Je parle relativement des sujets brûlants (c'est le cas de le dire) sur ce blog ces derniers temps, mais puisqu'il le faut, je voudrais insister sur la culture banlieue, qui me semble, tout comme Lafronde, être à l'origine des actuels affrontements entre les jeunes délinquants (putain de bordel de merde, il faut vraiment qu'on cesse de les appeler les "jeunes", comme si tous les jeunes étaient des délinquants) et les forces de l'ordre.

Comment en est-on arrivé là? Les collabos-compassionnels ont la réponse: “célafote au chômage, au manque de services publics et de lien social, etc.”. En fait, le problème est simple: célafote à la société, célafote aux autres (sic). Evidemment, je m’en veux de ne pas y avoir pensé plus tôt. D’ailleurs, Guy Tresallet, secrétaire départemental de la FSU et professeur au lycée professionnel de Rosny-sous-Bois, le dit lui-même:

Le rôle d’ascenseur social de l’école est mis de côté. En 1998, les jeunes défilaient en disant : “On n’est pas des moins que rien”, cette fois c’est : “morts pour rien”. Ils ont le sentiment qu’ils sont à part, laissés à l’abandon, victimes d’injustice perpétuelle. Il faut arrêter de stigmatiser cette population et le gouvernement doit se rendre compte que sa politique sécuritaire ne marche pas.

Fausse excuse. La guerre civile dans laquelle nous sommes en train d’entrer n’est guère la conséquence de je ne sais quelle “société d’exclusion”, à qui va t-on faire croire cela alors que la France est l’Etat-Providence le plus généreux du continent européen? La raison est tout autre, elle tient en deux mots: culture banlieue. La culture banlieue repose sur un rap raciste anti-français, copiant les thèmes sexistes d’un certain hip-hop américain qui traite les femmes comme de vulgaires putains se trémoussant en décapotables, ce rap banlieusard incite à la violence, à la haine anti-policiers, au djihad parfois, bref un rap anti-Occident… qui cependant n’en finit plus de porter les attributs matériels de la réussite économique en milieu capitaliste. Sainte Cohérence, êtes-vous là? Non bien sûr, vous ne portez pas de foulard, mille excuses.
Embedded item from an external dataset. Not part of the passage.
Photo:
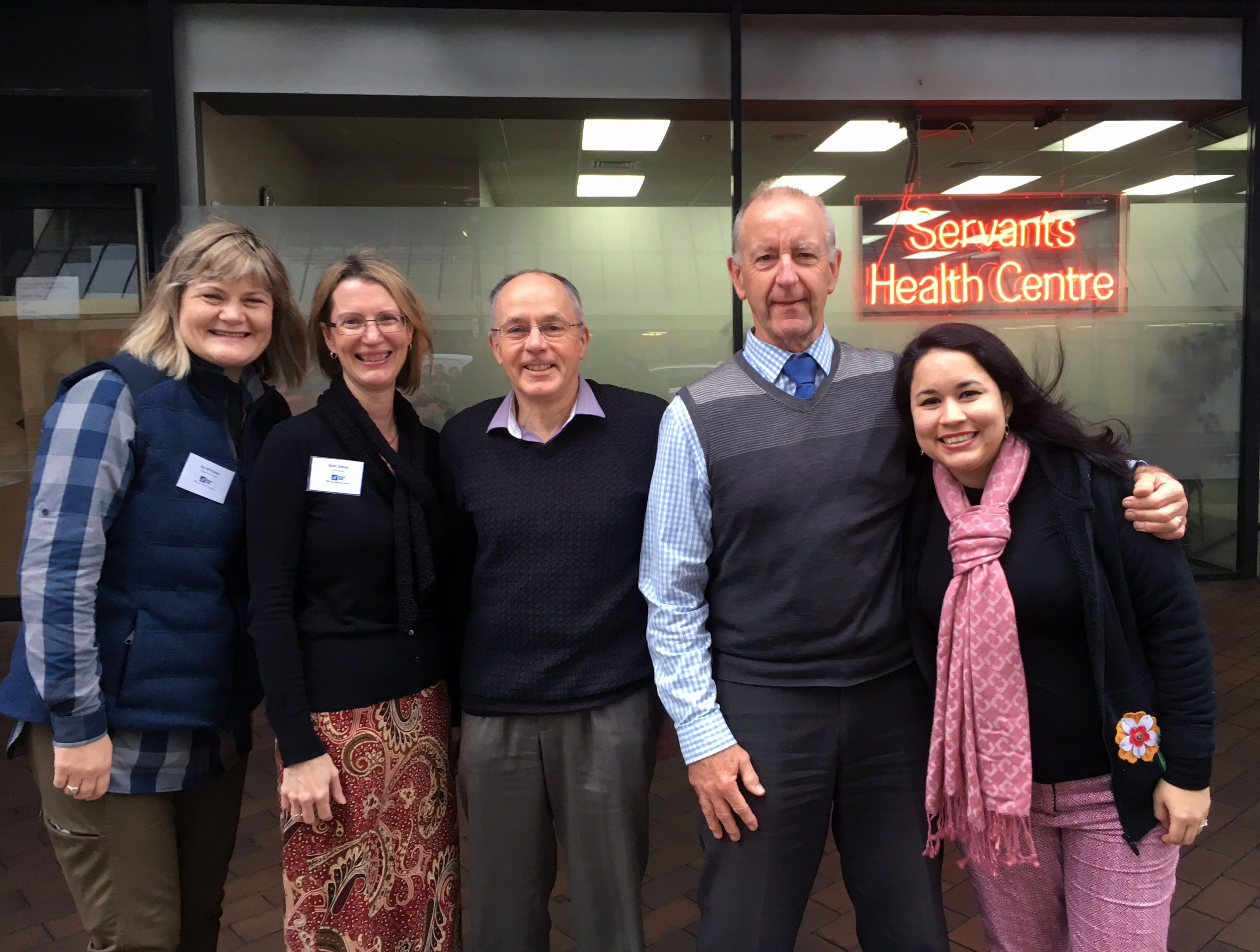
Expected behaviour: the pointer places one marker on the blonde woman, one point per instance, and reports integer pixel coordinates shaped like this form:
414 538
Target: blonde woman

La culture banlieue a son fond musical, elle a aussi son fond religieux et ethnique. Majoritairement représentée par des enfants d’immigrés maghrébins, la culture banlieue rejette l’idée d’intégration, le pays qui l’a vu naître et ses lois. Tout cela est bien normal puisque la culture banlieue a créé son propre système en administrant ses territoires aux contours bien délimités (les cités), en mettant en place son économie soutterraine (trafic de drogues, d’armes, etc.) et en distillant de manière variable la “bonne parole” du prophète Mahomet: la culture banlieue est islamisée, c’est l’Islam des caves qui baigne dans une piscine remplie de seringues, d’herbe et de poudre à canon. C’est un véritable Etat dans l’Etat qui s’est créé au fil des années, un Etat aux multiples territoires qui entourent les moyennes et grandes villes de France, un Etat qui ne fait plus partie de la République Française.

A lire ici

Je tiens toutefois à préciser, comme je l'écris dans ses commentaires, que je ne partage pas tout le reste du billet de Lafronde. Alors qu'il répond à l'un de ses lecteurs sur la situation en Corse, il écrit :

ton commentaire me fait penser aux terroristes agressions de type raciste anti-arabe perpetrées par le FLNC ou des sympathisants FLNC, ce que je condamne au même titre que les violences perpetrées par les jeunes barbares qui font actuellement la une de tous les journaux, je renvois tous ces gens au même mur.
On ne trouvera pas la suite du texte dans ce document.